Nos activités seront fondées sur un travail de proximité à un niveau local, comme par exemple l’organisation de stands d’information et de journées d’information au niveau du CHU, et des conférences pour le grand public visant un large public (médecins, patients, proches et public) autour de thèmes particuliers de la transplantation.

Ces activités seront relatées par les médias locaux, pour mieux faire connaître la problématique du don d’organes au public, rendre davantage visibles les enjeux sociétaux liés au don et à la pénurie d’organes, et enregistrer des donneurs sur le registre de l’agence nationale de greffes. L’information de la population entend favoriser la diffusion de la carte de donneur et la communication sur le don d’organes parmi les proches.

Nous comptons aussi encourager la participation des patients dans l’organisation du système de santé et travailler avec des associations de transplantés qui sont légitimes à être partie prenante pour la sensibilisation de la population », a expliqué le président de la section, Bellifa Réda.

De son côté, Dr. N. Battahar (service d’anesthésie et de réanimation de l’EHS mère et enfants de Tlemcen), membre de la section de don d’organes de Tlemcen, a souligné que « la mort encéphalique ou mort cérébrale désigne l’arrêt brutal, définitif et irrémédiable de toutes les activités du cerveau. N’étant plus irriguées, les fonctions neuronales sont détruites.

La respiration et les battements du cœur peuvent être maintenus artificiellement par des techniques de réanimation. Les tests cliniques analysent les réflexes du tronc cérébral et la capacité du patient à respirer spontanément ou non. Le médecin devra ainsi rechercher l’absence totale de conscience et d’activité motrice spontanée, l’absence de tous les réflexes du tronc cérébral et l’absence de la respiration spontanée.

Il est obligatoire de passer par une angiographie cérébrale qui consiste à injecter du produit de contraste dans les vaisseaux, pour montrer l’absence de vascularisation du cerveau, témoignant ainsi de l’état de mort encéphalique.
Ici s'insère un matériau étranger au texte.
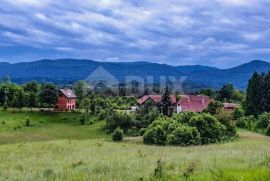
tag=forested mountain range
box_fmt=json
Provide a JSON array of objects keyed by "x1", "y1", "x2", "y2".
[{"x1": 0, "y1": 59, "x2": 270, "y2": 89}]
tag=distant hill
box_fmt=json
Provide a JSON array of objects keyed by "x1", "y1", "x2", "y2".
[
  {"x1": 187, "y1": 60, "x2": 270, "y2": 89},
  {"x1": 0, "y1": 59, "x2": 270, "y2": 89}
]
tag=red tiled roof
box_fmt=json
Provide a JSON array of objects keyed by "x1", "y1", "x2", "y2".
[
  {"x1": 138, "y1": 95, "x2": 211, "y2": 112},
  {"x1": 59, "y1": 89, "x2": 76, "y2": 99}
]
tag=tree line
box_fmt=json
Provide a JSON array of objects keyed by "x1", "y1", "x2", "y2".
[
  {"x1": 0, "y1": 79, "x2": 58, "y2": 110},
  {"x1": 246, "y1": 72, "x2": 270, "y2": 116}
]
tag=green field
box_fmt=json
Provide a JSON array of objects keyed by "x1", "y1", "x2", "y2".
[{"x1": 0, "y1": 112, "x2": 270, "y2": 181}]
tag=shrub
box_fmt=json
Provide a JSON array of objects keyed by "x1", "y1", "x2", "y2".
[
  {"x1": 143, "y1": 125, "x2": 167, "y2": 145},
  {"x1": 140, "y1": 128, "x2": 146, "y2": 136},
  {"x1": 236, "y1": 117, "x2": 247, "y2": 128},
  {"x1": 172, "y1": 112, "x2": 197, "y2": 124},
  {"x1": 233, "y1": 107, "x2": 245, "y2": 120},
  {"x1": 204, "y1": 101, "x2": 223, "y2": 115},
  {"x1": 190, "y1": 114, "x2": 226, "y2": 144},
  {"x1": 257, "y1": 112, "x2": 270, "y2": 129},
  {"x1": 154, "y1": 159, "x2": 164, "y2": 178},
  {"x1": 245, "y1": 116, "x2": 257, "y2": 131},
  {"x1": 265, "y1": 124, "x2": 270, "y2": 136},
  {"x1": 105, "y1": 111, "x2": 134, "y2": 133},
  {"x1": 112, "y1": 127, "x2": 124, "y2": 141},
  {"x1": 167, "y1": 125, "x2": 201, "y2": 146}
]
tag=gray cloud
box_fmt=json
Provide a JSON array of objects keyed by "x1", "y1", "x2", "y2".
[{"x1": 0, "y1": 0, "x2": 270, "y2": 67}]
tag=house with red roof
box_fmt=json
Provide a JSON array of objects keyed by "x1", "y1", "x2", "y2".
[
  {"x1": 223, "y1": 102, "x2": 239, "y2": 111},
  {"x1": 137, "y1": 95, "x2": 211, "y2": 113},
  {"x1": 54, "y1": 89, "x2": 76, "y2": 111}
]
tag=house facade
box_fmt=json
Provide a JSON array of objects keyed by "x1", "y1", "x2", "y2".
[
  {"x1": 54, "y1": 89, "x2": 76, "y2": 111},
  {"x1": 137, "y1": 95, "x2": 211, "y2": 113}
]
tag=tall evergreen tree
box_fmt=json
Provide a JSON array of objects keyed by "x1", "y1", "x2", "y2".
[
  {"x1": 246, "y1": 72, "x2": 264, "y2": 116},
  {"x1": 262, "y1": 71, "x2": 270, "y2": 112},
  {"x1": 161, "y1": 86, "x2": 172, "y2": 116}
]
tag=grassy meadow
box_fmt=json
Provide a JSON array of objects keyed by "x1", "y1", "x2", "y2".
[{"x1": 0, "y1": 111, "x2": 270, "y2": 181}]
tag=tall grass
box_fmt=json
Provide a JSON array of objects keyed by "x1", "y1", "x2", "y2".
[{"x1": 0, "y1": 113, "x2": 270, "y2": 181}]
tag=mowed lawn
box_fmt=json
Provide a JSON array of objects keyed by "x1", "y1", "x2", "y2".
[
  {"x1": 0, "y1": 110, "x2": 110, "y2": 145},
  {"x1": 0, "y1": 112, "x2": 270, "y2": 181}
]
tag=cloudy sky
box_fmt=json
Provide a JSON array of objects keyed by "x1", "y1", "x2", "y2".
[{"x1": 0, "y1": 0, "x2": 270, "y2": 68}]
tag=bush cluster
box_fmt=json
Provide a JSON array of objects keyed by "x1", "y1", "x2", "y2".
[
  {"x1": 236, "y1": 112, "x2": 270, "y2": 133},
  {"x1": 112, "y1": 127, "x2": 124, "y2": 141},
  {"x1": 143, "y1": 113, "x2": 236, "y2": 146}
]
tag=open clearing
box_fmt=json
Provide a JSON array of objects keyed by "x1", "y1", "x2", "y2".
[{"x1": 0, "y1": 112, "x2": 270, "y2": 181}]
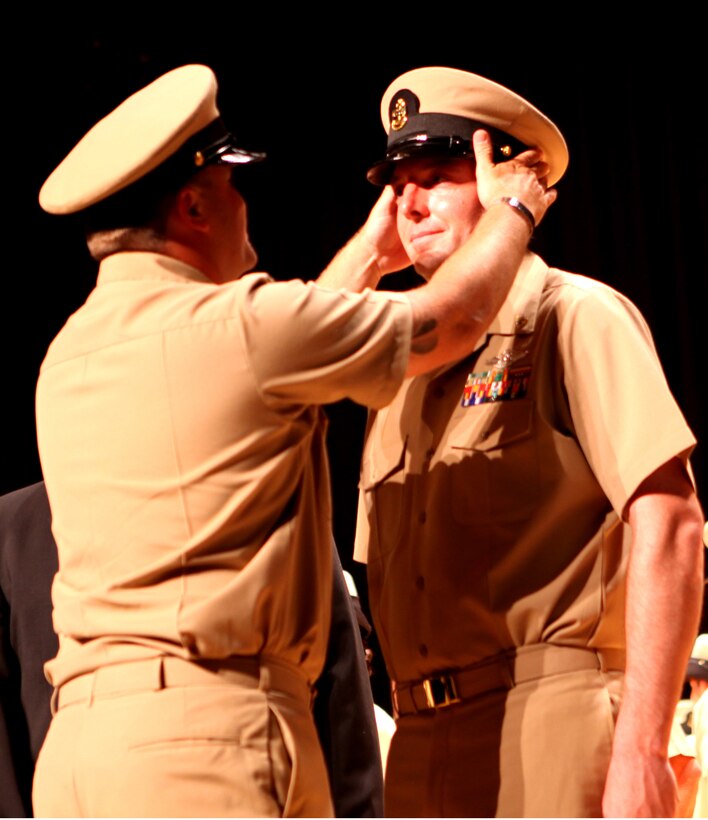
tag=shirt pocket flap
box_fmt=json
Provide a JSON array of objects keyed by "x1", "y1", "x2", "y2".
[{"x1": 450, "y1": 401, "x2": 533, "y2": 453}]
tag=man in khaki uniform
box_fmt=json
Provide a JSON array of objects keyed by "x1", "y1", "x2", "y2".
[
  {"x1": 356, "y1": 67, "x2": 702, "y2": 817},
  {"x1": 33, "y1": 65, "x2": 555, "y2": 816}
]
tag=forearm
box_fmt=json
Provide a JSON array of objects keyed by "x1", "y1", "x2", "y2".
[
  {"x1": 603, "y1": 459, "x2": 703, "y2": 817},
  {"x1": 617, "y1": 484, "x2": 703, "y2": 755},
  {"x1": 317, "y1": 228, "x2": 381, "y2": 293}
]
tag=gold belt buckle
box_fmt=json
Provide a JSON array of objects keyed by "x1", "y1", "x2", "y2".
[{"x1": 423, "y1": 675, "x2": 460, "y2": 709}]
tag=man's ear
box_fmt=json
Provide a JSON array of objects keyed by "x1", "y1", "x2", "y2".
[{"x1": 175, "y1": 185, "x2": 208, "y2": 231}]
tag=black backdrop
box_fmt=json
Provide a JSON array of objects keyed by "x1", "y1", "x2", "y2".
[{"x1": 0, "y1": 27, "x2": 708, "y2": 692}]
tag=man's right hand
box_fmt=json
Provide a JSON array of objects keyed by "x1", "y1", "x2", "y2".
[
  {"x1": 472, "y1": 130, "x2": 557, "y2": 225},
  {"x1": 361, "y1": 185, "x2": 411, "y2": 276}
]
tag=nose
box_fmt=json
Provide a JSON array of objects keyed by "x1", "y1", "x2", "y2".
[{"x1": 398, "y1": 182, "x2": 429, "y2": 222}]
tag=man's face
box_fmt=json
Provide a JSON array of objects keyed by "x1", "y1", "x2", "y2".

Mais, le don d’organes ne peut se faire qu’avec le consentement des proches et c’est le rôle de notre section qui entame un dialogue avec les proches du patient qui décède.

Pour les patients inscrits au registre, le problème ne se pose pas. Nous voulons sauver des vies à partir d’un donneur en état de mort. Actuellement, le service des dialysés du CHU de Tlemcen est saturé et beaucoup de patients souffrent pour ne pas dire meurent. Les organes concernés sont généralement le foie et le rein. Le foie est pris en charge par le centre de santé spécialisé en cancérologie Pierre et Marie-Curie du CHU Mustapha Pacha. Le rein est, quant à lui, pris en charge au niveau des hôpitaux de Batna, Alger et Tlemcen ».

Khaled Boumediene (Le Quotidien d’Oran).